Нелегкая это доля — служить народу.
Маша, подружка верная, наставляла, просветляла.
Не до всего сам дойдешь, работники библиотек о многом знают лучше, чем писатели. О литературных запретах, к примеру. Сильно над этим не задумывайся, указывала Маша, все равно не поймешь, что именно завтра пойдет в спецхран. Запрещались даже книги Александра Герцена — не за мысли его, а за статьи комментаторов, репрессированных не ко времени. Уходили в спецхран педагогические сочинения Добролюбова — за предисловия, написанные врагом народа Каменевым. Замечательную книжку «Язык Ленина» («Одиннадцать приемов ленинской речи») отправили на полки спецхрана из-за слишком частого и неправильно акцентируемого имени Льва Троцкого.
Даже знаменитого Михаила Кольцова запрещали.
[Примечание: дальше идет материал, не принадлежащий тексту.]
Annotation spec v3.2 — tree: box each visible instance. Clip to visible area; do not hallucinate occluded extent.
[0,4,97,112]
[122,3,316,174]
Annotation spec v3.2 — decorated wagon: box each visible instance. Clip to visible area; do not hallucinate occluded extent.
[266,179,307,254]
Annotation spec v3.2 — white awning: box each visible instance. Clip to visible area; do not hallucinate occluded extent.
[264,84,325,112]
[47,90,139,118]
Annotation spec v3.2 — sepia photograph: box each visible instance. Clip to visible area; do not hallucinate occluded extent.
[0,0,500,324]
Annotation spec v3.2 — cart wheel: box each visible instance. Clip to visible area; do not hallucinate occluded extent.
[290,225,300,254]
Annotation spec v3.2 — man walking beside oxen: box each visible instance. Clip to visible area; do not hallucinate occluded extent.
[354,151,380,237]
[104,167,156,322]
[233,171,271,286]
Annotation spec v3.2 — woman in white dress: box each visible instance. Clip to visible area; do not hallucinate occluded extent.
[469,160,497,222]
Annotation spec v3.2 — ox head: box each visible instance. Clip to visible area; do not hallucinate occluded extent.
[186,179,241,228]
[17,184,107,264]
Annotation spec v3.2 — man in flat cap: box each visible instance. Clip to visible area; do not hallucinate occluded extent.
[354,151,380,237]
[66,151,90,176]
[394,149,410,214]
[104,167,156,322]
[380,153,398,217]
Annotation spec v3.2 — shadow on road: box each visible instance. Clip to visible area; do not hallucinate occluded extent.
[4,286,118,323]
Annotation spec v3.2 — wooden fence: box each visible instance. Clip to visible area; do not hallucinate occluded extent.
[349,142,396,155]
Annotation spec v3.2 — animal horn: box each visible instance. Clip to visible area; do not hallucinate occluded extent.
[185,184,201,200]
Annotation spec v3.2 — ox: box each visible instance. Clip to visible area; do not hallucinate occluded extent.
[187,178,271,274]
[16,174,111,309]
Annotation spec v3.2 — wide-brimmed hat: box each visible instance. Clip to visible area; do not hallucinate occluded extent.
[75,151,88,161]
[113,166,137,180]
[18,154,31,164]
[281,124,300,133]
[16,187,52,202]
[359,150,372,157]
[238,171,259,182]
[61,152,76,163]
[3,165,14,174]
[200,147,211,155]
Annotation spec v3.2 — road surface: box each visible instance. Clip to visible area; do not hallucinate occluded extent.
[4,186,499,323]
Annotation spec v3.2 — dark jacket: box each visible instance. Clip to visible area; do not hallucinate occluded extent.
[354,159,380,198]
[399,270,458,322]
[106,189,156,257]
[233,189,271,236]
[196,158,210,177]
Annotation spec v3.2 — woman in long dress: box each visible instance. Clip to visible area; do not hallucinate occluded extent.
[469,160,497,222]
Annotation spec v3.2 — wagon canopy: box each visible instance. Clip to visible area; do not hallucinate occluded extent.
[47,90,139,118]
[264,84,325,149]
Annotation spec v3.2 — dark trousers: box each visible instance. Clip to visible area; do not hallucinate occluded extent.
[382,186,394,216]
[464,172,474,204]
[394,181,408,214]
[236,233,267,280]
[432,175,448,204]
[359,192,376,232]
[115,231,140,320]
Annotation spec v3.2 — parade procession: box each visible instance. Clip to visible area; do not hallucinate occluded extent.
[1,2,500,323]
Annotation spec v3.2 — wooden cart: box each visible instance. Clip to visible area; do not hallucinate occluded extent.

Ну да, того самого, что в двадцать восьмом клял Деда в большевистской «Правде» за неправильное отношение к революции.
Ну, ладно… То время — в прошлом…
Уже у себя в кабинете открыл полученную от Маши папку — в реальное, нынешнее время вернулся.
Работы на семинар.
Фамилии знакомые и незнакомые.
Суржиков. Этот везде успеет… Волкова. Не знаю, посмотрим… Козлов. Этого совсем не знаю… Князцев. Вдруг кольнуло. Что-то из прошлого… Игорь Кочергин. Про него слышал. Зверь ингровый, пьет много… Ниточкин, Пшонкин-Родин, Виноградский, Хахлов, Нина Рожкова. Всё какие-то мухортые фамилии.
И Лев Пушкарёв.
Взвесил на руке рукопись.
Этот с Сахалина, раньше жил на станции Тайга.
И снова что-то кольнуло в сердце. Снова — из прошлого.
Снежное поле, у обочины — мерзлые трупы, книга в мертвой руке.
Вера потом долго удивлялась: «Ты не посмотрел?»
Не до того было.
«Гуманная педагогика».
Вот какое название придумал Лев Пушкарёв из Тайги.
Дед устроился в кресле. Любил читать в кресле. Любил свой кабинет. Любил свой большой письменный стол благородного темного цвета. В тумбах стола — масса ящиков и ящичков, есть секретные. На стене кабинета — карта распространения народов, на полу — книги, не хватает места на полках. В простенке настенный календарь, посвященный дому Романовых. Карамзин, Ключевский, Соловьев, Платонов, Забелин руку приложили. Перов, Репин, Ге, Лебедев, Суриков, Лансере в стороне не остались. Стилизованные заставки, прихотливые концовки, причудливые орнаменты. Конечно, Дмитрий Николаевич Пудель ворчит, зато Первый знает: не растянуто в кабинете бывшего эмигранта бело-зеленое знамя.